I think David Cameron’s ‘Gillian Duffy moment’ came in this election campaign when he forgot which football team he supported. Having told us many times, always unconvincingly, that he was a lifelong Aston Villa supporter, he announced yesterday to a bemused press conference that he wished everyone supported West Ham. Cameron’s response today was even more bizarre, “it is just one of those things.”
Well, of course it is. It could happen to anyone. I can just imagine the 11,000 Gasheads who turned up to watch their beloved Bristol Rovers stick seven goals past lowly Alfreton accidentally turning up at Ashton Gate next weekend to cheer on Bristol City’s League One championship procession. It would be “just one of those things”, wouldn’t it?
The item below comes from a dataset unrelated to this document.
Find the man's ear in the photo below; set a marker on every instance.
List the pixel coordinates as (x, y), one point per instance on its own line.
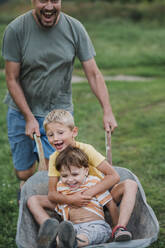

And there is a golden rule for anyone who finds themselves in a hole: stop digging. But no, Cameron today makes it worse: “I don’t know what happened to me…I haven’t been for years and years.” As my loyal reader knows, I haven’t been to watch Bristol Rovers for nearly three years but I haven’t forgotten the name of the club I have supported since before I was legally allowed to drink alcohol, or in fact since when I consumed it illegally, for that matter).
What is it with these politicians who try to be what they are not? Why didn’t Cameron just admit that he is not a particularly great football fan after all? There’s no law that says you need to behave like everyman down the pub. Being born into his background was not his fault, so why pretend to embrace a culture in which you are not really interested? I wouldn’t think any less of him, but then I couldn’t anyway.
In the immortal words of Shania Twain, it don’t impress me much. People rightly hate politicians (actually, I could end the sentence there, but just hang on) for all sorts of reasons but one of them is surely when they pretend to be what they aren’t. So more politicians like Kenneth Clarke, Alan Johnson, David Davis, Dennis Skinner and, yes, John Prescott, please, who are what they are, say what they think and just occasionally rock the boat that to my mind needs rocking much more often. You might not always like what they have to say and in Prescott’s case the words might not always come out in the right order, but you know it will usually be the truth as they see it and not as some spin doctor has imagined it.